A catira é uma dança tradicional brasileira praticada desde a era colonial. Uma herança da vida rural que é reproduzida não só na dança, mas na música e na vestimenta. Diversos autores dizem que a catira é conhecida desde os tempos coloniais e que o Padre José de Anchieta, entre os anos de 1563 e 1597, a incluiu nas festas de São Gonçalo, de São João e de Nossa Senhora da Conceição, da qual era devoto. 

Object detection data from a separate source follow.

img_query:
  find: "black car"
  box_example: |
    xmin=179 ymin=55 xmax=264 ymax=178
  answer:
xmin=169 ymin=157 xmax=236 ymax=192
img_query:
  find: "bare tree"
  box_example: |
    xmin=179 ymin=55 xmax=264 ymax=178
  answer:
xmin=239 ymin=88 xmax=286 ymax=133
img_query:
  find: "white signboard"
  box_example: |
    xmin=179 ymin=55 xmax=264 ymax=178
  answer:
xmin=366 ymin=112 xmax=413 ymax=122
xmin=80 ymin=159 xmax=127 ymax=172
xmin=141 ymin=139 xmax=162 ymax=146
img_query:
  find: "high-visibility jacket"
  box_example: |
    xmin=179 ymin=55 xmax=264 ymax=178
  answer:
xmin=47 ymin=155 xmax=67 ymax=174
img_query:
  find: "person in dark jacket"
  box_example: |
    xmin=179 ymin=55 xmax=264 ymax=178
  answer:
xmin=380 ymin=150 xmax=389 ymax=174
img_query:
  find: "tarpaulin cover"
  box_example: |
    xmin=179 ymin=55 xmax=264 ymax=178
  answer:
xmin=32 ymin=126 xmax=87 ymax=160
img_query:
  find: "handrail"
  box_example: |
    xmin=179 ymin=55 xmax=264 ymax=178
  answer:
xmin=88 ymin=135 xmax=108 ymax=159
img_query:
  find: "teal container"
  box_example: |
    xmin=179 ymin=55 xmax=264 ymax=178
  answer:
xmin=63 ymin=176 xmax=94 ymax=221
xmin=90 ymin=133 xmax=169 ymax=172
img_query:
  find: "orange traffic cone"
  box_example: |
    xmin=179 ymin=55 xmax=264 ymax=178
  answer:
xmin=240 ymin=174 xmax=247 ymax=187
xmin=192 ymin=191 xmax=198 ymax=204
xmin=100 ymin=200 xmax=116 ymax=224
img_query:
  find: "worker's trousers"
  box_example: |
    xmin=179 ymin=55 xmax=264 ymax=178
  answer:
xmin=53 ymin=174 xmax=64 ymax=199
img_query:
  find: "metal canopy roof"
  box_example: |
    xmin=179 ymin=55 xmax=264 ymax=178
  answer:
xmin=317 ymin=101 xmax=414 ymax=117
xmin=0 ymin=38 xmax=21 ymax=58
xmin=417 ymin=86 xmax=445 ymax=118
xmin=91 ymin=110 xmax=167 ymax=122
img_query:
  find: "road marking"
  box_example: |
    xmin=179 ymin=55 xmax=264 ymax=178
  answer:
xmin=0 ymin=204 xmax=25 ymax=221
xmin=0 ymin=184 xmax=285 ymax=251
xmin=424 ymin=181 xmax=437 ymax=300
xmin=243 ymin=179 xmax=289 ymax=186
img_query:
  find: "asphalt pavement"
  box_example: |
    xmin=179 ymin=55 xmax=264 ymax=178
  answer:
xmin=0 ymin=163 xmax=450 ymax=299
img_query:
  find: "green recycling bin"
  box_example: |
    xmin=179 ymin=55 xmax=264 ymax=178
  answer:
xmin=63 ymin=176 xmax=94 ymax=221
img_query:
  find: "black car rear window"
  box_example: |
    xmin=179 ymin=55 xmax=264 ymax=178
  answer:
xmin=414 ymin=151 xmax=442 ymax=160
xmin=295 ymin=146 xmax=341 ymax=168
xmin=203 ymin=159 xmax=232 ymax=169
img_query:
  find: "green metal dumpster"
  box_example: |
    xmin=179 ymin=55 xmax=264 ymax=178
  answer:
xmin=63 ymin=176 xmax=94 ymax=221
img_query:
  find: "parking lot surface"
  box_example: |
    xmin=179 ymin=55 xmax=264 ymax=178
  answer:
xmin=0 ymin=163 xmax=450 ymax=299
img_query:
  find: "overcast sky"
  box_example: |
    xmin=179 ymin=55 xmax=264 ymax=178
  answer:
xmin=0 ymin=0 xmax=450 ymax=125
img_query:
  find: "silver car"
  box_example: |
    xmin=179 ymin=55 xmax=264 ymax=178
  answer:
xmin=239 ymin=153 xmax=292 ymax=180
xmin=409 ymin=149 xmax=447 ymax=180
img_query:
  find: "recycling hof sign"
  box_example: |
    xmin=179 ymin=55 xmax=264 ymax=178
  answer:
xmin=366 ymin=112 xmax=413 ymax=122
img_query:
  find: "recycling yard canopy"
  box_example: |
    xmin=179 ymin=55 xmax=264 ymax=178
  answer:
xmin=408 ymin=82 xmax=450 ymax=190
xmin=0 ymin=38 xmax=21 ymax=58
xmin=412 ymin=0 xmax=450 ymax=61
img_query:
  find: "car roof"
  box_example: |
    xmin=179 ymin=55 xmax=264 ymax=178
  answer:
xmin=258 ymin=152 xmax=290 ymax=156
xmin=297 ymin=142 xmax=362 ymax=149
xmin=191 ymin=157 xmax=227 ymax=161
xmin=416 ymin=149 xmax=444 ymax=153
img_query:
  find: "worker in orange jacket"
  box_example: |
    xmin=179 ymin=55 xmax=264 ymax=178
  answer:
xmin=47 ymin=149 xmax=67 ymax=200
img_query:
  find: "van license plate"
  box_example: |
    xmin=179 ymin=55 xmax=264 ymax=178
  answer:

Os estudos dizem que Anchieta teria composto versos nos ritmos da Catira, considerando-a própria para tais festejos, já que era dançada somente por homens. Hoje, os grupos já são mistos e acompanhados por violeiros que muitas vezes criam versos inéditos a cada apresentação. Em Natividade, a tradição segue forte. 

A CIDADE

O município de Natividade remonta às origens do Tocantins, ao Ciclo do Ouro, quando os bandeirantes enfrentaram a resistência dos indígenas Xavante e ocuparam a região Norte de Goiás, entre 1724 e 1734, dando origem ao primeiro povoamento do estado. As relações entre colonizadores, escravos, mineiros, sertanistas, missionários e criadores de gado resultaram no Sítio Histórico reconhecido pelo IPHAN como Patrimônio Nacional. O casario com cerca de 250 prédios coloniais e igrejas preservadas, entre ruas estreitas e muros de pedra construídos por escravos, guardam a memória do Tocantins.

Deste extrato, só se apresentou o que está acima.